それにしても私は、その神谷美恵子さんの脳についてのエッセイでも、練炭で煎った豆を食べ患者さんと同じ病棟に暮らし治療にあたっていたとか、そんな些細なことしか覚えておりません。大川周明の鑑定の話やら、腫瘍が脳の深部にできていた患者さんとご家族の話などもあったはずなのですが(だからこそ「脳について」のエッセイなのであって)、なぜか記憶に残るは茶殻と豆。
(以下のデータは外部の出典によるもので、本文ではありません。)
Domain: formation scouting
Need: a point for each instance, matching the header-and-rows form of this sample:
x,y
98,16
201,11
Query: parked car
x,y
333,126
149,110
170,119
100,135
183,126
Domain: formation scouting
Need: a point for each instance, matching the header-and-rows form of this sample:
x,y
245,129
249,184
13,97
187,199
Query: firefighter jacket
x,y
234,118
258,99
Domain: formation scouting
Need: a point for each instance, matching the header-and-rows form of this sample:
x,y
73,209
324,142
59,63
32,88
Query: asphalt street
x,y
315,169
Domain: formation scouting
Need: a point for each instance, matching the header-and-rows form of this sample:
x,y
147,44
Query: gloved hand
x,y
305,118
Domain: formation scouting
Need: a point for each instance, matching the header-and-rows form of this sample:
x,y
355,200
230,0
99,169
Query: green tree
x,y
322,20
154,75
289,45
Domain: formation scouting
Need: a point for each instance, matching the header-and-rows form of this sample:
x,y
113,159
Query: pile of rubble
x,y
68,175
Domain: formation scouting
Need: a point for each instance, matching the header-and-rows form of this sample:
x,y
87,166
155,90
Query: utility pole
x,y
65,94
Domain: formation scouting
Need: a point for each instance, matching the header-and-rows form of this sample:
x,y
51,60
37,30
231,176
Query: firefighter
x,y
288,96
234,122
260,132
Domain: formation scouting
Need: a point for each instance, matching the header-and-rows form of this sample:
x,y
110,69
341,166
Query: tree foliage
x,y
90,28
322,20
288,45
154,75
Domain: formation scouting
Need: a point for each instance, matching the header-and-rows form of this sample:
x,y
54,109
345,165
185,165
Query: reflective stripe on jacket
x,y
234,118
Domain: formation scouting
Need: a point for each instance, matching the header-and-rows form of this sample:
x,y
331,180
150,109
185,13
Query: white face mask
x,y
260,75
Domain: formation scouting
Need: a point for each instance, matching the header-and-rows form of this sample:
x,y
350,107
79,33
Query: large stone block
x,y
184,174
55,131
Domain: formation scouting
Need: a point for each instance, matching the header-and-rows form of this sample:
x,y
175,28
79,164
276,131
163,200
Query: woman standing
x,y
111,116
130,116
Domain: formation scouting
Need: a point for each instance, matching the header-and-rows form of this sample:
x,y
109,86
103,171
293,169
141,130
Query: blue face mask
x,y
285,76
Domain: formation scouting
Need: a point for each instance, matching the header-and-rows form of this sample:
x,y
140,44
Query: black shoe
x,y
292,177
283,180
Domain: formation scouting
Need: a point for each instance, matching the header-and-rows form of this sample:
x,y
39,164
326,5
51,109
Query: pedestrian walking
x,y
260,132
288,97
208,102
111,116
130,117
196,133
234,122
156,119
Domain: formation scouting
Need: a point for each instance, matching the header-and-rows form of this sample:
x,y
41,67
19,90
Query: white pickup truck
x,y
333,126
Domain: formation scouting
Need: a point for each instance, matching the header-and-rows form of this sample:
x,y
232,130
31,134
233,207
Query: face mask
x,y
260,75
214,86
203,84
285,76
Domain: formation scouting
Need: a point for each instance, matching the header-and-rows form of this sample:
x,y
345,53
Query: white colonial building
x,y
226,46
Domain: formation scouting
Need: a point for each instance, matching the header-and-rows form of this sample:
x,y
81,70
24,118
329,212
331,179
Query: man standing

神谷さんの胃腸は頑健だったのだろうかと気にかかったことも覚えています。…こんな読者もいるのでしょう。

それと同じく、このダゴニェ『理性と薬剤』を紹介しながら薬の認識論をろんじる金森氏の論文においては、私が引っ張ってくるところの「イワシのあたま」なんてのは要点ではないのです。こんな部分ではないのです。引用ってこわいぜ。